La vaste mer s’étend, cachée par des rochers,

et reflète un bleu terne sur le ciel. Ceux qui écoutent

ont les yeux tout luisants.

 

                                       À Turin on arrive le soir

et l’on voit aussitôt dans le rue les femmes malicieuses,

vêtues pour le coup d’œil, qui marchent toutes seules.

Chacune travaille là-bas pour la robe qu’elle met

mais elle sait l’adapter à tous les éclairages.

Il y a des couleurs matinales, des couleurs pour faire les boulevards

et pour plaire la nuit. Ces femmes, qui attendent

et qui se sentent seules, savent tout de la vie.
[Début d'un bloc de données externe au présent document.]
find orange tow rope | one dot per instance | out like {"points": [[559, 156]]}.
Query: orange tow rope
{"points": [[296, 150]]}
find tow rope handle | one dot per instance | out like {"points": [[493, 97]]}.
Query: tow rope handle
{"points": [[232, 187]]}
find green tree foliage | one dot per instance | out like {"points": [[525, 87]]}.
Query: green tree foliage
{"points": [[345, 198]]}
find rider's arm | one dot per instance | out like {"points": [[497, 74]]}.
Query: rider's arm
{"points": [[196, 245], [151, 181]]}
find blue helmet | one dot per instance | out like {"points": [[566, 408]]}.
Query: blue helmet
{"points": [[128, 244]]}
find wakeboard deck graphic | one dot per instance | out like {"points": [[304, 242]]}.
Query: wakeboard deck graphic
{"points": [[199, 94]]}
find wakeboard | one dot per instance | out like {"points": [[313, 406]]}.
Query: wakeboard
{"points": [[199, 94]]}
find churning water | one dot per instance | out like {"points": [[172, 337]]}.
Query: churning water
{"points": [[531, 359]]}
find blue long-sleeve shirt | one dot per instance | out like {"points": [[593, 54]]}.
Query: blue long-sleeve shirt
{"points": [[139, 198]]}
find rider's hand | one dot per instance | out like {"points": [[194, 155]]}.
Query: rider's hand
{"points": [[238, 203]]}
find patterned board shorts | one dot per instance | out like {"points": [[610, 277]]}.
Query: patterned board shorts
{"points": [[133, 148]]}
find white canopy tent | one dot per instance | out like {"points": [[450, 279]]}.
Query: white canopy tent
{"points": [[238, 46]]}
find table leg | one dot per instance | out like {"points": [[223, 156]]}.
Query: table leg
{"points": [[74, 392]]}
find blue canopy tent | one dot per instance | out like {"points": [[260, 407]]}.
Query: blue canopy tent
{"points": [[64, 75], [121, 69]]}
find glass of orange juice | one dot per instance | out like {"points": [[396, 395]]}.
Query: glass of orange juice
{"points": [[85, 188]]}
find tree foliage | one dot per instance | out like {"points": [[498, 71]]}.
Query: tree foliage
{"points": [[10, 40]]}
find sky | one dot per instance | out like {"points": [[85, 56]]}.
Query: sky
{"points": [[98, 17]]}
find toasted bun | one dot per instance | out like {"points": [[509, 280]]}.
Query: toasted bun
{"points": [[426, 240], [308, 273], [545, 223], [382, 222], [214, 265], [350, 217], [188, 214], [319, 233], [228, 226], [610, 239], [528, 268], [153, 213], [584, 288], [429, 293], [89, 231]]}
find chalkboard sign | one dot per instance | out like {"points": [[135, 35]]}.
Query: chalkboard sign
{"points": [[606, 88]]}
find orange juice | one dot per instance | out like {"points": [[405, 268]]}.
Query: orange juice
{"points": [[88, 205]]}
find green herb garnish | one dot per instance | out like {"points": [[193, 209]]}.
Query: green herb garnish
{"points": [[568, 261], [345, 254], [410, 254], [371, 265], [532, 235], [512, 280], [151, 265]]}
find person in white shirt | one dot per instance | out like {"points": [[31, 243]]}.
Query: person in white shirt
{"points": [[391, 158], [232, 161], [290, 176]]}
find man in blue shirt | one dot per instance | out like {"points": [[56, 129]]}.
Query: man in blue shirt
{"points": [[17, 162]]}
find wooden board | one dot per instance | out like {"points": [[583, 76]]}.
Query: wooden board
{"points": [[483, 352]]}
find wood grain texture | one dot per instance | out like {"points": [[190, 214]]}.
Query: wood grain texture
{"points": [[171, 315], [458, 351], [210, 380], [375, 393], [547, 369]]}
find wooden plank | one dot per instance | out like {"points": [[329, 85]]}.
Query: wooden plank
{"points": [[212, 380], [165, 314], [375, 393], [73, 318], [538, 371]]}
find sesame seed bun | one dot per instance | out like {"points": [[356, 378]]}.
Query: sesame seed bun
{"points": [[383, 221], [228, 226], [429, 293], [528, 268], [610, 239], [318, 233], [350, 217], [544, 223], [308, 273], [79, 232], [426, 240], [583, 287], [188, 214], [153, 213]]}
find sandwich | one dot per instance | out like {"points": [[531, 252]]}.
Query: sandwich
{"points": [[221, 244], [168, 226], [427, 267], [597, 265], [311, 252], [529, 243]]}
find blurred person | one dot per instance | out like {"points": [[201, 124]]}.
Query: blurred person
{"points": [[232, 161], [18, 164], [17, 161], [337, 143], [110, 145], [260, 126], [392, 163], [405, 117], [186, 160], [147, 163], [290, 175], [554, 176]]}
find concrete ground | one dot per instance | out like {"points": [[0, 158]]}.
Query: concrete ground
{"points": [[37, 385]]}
Elles sont libres. On ne leur refuse rien.

 

J’entends la mer qui sans cesse déferle harassée par la grève.

Je vois briller d’éclairs les yeux sombres

de ces jeunes. Près d’ici la rangée de figuiers

s’ennuie désespérée sur la roche rougeâtre.

 

Il y en a qui sont libres et qui fument toutes seules.

Le soir on se rencontre, le matin on se quitte

au café, bons amis. Elles sont toujours jeunes.

Elles aiment les hommes vifs et au regard direct,

blagueurs et pas grossiers. Il suffit d’aller sur la colline :

elles se glissent pareilles à des enfants,

mais savent jouir de l’amour. Plus habiles qu’un homme.

Vives et élancées, même nues, elles bavardent

avec leur brio de toujours.

 

                                           Je l’écoute.

Fixement, j’ai regardé les yeux du petit jeune

attentifs et tendus. Ils ont vu eux aussi une fois tout ce vert.

Quand la nuit sera noire, je fumerai ignorant même la mer.

 

Cesare Pavese, Travailler fatigue, traduction Gilles de Van, Gallimard, 1961, p. 97 et 99.